Accordingly, the defendant’s motion for an order dismissing both counts of the accusatory instrument is hereby denied.
Bill of Particulars
The defendant’s motion for an order compelling the People to provide him with a bill of particulars is mooted by the fact that the People have served and filed a voluntary disclosure form, which contains the information sought by him.
Discovery
As to discovery sought by demand pursuant to CPL 240.20, the People shall comply with the demand as it applies to those items enumerated in CPL 240.20 within 15 days of the date of this order. As to those items sought by the defendant but not enumerated in CPL 240.20, the defendant’s motion has failed to set forth with any degree of specificity that the demanded items constitute property which the People intend to introduce at trial. Also, the defendant has failed to show that such property is material to the preparation of a defense and that the defendant’s request is reasonable (CPL 240.40). Therefore, this branch of the motion for discovery is denied.

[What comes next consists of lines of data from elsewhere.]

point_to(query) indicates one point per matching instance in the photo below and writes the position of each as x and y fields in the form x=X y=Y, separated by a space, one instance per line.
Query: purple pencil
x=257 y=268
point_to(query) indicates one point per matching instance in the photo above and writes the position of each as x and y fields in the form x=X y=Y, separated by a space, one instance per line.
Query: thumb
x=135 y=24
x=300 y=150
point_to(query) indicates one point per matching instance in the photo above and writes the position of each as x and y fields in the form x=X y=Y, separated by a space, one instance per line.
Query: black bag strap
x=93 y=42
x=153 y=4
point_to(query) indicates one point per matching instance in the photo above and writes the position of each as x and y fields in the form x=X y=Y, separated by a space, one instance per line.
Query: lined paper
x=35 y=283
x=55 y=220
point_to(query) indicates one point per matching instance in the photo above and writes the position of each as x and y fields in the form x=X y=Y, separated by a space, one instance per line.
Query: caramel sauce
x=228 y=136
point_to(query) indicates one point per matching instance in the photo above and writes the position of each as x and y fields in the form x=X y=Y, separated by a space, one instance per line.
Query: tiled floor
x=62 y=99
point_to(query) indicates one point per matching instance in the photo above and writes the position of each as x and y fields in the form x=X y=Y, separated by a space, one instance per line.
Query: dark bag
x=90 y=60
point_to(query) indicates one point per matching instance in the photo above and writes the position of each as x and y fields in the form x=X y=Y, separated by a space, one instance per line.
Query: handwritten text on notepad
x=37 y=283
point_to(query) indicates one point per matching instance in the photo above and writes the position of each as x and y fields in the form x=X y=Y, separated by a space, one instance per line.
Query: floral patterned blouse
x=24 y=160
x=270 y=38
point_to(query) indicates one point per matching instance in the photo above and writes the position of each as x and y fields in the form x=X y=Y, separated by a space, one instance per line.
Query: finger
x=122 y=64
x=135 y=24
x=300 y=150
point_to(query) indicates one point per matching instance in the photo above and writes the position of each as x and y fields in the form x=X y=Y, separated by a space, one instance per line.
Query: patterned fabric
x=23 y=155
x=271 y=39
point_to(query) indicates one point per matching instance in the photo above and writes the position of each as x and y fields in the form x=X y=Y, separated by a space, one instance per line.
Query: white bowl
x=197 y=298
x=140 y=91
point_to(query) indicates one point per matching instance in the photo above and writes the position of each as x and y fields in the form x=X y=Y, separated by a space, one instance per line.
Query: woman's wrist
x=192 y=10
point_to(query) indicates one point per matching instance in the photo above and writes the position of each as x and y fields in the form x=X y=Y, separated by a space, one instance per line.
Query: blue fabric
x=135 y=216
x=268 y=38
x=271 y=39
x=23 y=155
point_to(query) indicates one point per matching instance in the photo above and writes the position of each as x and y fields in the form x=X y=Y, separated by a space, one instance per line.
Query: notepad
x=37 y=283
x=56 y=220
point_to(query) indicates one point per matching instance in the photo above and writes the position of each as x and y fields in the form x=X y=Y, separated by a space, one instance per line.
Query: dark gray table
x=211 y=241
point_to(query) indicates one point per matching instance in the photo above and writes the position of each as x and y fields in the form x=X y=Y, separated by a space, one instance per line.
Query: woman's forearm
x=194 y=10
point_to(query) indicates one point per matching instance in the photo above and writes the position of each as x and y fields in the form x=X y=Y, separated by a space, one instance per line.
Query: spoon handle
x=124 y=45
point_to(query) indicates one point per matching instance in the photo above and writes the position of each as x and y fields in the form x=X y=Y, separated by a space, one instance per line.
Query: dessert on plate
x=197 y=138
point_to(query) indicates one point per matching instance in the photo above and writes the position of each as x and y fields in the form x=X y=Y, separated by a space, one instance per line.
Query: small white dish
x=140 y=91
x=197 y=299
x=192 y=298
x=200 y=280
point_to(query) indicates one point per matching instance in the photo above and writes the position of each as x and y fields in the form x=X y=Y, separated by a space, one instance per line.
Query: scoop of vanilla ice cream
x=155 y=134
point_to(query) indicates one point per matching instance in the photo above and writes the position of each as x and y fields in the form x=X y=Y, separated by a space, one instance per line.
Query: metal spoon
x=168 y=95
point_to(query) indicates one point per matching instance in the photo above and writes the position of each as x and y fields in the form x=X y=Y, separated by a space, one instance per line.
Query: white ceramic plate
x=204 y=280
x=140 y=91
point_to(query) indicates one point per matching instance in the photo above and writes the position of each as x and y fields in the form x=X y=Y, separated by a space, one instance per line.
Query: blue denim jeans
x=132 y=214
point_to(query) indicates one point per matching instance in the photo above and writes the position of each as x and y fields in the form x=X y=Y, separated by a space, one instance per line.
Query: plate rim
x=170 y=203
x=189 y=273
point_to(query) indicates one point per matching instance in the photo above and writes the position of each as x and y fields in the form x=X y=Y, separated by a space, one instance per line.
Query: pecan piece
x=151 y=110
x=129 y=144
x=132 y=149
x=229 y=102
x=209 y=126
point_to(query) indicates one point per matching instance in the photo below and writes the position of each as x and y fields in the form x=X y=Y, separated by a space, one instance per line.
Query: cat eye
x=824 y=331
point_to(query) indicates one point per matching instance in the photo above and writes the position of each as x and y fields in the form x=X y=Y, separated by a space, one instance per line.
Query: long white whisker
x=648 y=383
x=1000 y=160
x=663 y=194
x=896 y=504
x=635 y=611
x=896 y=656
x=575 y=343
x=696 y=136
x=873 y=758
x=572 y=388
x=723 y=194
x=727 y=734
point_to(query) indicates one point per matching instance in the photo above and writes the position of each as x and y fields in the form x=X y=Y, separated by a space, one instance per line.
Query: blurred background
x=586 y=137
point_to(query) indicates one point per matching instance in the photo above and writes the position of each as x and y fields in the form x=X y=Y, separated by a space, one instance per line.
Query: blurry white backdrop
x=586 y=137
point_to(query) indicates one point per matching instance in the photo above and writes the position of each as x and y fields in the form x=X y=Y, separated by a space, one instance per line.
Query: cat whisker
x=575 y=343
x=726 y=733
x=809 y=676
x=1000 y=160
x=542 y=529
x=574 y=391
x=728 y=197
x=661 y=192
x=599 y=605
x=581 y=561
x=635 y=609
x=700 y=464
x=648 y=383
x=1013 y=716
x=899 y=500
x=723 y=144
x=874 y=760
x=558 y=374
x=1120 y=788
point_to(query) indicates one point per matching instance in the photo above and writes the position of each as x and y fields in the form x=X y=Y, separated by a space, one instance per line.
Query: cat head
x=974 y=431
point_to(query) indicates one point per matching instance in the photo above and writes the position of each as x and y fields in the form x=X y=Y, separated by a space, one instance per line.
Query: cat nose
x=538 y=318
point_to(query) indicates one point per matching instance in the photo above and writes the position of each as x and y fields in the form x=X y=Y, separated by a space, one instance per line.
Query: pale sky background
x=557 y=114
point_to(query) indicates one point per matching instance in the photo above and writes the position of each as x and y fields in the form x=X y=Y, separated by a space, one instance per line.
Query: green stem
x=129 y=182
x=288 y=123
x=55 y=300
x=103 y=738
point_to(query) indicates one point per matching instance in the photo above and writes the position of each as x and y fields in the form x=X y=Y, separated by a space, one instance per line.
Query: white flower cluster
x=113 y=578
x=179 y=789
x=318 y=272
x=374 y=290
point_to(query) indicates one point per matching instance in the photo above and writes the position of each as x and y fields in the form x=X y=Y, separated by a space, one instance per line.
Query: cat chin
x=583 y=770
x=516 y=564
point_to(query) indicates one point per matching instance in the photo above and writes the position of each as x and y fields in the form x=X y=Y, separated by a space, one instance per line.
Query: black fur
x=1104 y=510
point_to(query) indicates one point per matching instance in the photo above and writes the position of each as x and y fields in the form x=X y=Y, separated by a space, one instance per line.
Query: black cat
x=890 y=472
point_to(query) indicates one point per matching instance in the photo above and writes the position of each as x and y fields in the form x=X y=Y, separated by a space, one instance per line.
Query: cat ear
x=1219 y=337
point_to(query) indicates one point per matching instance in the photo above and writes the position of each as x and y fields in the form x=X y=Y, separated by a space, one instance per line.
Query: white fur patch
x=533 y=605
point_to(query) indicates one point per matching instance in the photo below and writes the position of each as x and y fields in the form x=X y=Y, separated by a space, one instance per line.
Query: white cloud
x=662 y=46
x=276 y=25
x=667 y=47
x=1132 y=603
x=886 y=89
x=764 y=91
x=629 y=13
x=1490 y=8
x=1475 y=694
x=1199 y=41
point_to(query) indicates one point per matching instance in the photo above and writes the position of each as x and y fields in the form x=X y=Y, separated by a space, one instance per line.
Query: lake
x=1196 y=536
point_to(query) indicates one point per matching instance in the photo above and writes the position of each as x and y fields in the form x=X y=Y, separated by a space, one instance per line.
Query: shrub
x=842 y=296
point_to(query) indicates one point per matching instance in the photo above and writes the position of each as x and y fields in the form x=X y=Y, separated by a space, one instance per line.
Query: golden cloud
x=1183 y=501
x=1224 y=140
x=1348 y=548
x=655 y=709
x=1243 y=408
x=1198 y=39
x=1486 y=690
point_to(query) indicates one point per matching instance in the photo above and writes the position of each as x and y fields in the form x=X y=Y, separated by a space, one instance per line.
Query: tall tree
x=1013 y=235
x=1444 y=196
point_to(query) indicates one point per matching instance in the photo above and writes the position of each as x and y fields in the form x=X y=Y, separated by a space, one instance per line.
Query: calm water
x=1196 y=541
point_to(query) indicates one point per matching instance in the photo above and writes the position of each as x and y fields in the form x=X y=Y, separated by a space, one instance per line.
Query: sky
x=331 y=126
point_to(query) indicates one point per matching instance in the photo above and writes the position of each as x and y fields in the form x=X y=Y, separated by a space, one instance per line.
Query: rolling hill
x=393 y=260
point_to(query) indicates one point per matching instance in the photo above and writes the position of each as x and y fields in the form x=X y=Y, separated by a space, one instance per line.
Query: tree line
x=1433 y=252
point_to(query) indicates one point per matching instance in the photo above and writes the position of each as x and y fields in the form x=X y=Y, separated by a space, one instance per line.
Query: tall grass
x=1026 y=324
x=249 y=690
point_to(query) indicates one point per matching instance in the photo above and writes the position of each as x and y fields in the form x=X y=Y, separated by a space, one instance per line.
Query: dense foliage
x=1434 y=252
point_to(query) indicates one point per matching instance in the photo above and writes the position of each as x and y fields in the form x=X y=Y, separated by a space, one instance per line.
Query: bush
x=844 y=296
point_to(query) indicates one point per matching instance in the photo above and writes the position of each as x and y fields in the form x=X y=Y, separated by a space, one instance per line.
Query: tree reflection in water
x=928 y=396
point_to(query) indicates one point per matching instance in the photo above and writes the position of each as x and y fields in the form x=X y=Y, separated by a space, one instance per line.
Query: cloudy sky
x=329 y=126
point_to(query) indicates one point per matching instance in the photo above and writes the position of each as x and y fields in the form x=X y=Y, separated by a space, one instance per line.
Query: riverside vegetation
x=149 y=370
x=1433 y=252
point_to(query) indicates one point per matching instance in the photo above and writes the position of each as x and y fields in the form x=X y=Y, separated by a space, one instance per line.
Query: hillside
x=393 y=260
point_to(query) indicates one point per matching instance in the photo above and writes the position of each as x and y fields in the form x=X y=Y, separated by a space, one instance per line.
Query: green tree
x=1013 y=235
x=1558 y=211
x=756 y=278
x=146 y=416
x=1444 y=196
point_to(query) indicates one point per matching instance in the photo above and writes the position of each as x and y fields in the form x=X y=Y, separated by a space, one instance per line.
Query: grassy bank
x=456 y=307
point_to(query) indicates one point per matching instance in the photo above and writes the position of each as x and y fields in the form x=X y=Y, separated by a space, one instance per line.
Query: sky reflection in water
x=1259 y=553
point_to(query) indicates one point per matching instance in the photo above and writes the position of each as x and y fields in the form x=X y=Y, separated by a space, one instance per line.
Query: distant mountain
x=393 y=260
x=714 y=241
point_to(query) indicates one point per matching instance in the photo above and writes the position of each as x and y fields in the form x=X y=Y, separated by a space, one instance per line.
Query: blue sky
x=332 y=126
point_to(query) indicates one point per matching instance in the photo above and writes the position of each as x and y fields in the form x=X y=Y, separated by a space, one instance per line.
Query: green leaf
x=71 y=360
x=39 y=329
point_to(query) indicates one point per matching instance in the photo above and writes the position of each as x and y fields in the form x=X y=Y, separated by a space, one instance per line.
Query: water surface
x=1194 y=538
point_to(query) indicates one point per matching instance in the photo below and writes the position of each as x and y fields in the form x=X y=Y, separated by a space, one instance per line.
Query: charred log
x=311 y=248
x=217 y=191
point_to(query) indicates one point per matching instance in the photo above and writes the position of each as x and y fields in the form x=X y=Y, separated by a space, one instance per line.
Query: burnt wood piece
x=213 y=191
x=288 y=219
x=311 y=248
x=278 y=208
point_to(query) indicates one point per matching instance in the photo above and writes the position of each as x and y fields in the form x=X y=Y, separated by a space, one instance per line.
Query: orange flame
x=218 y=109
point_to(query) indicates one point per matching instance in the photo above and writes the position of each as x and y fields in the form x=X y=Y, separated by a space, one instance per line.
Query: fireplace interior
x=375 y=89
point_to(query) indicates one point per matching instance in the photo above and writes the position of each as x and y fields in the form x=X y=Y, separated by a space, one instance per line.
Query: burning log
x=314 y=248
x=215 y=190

Preclusion of Statements and Identification Evidence
The defendant’s motions to preclude the introduction of any statements allegedly made by him and any out-of-court *225identification evidence due to lack of timely notice by the People are referred to the trial court for decision.
Preclusion of Prior Convictions and/or Bad Acts
The defendant’s motion to preclude the introduction of evidence of uncharged crimes in the People’s case-in-chief and to impeach him by alleged prior convictions or bad acts is referred to the trial court for decision.
Reservation of Rights
The defendant’s motion to reserve the right to make further motions is hereby denied. However, upon good cause shown, the court will permit the defendant to make additional motions.
. In Watts, the defendant had been convicted of violating a federal statute making it a crime to threaten the life of the President. The defendant allegedly said at an anti-war rally that he would refuse induction into the armed forces but if “they ever make me carry a rifle the first man I want to get in my sights is L.B.J.,” referring to the then President, Lyndon B. Johnson. The Supreme Court held that the words were pure political hyperbole and so conditional as to be a nullity (id.).
. Dietze had approached the complainant and her son, both “mentally-retarded,” called her a “bitch” and the son a “dog” and told them she would “beat the crap out of [the complainant] some day or night on the street” (id. at 50). The Dietze court held that the subdivision of the harassment statute under which she was charged was constitutionally overbroad because it criminalized such words for their “abusive” language.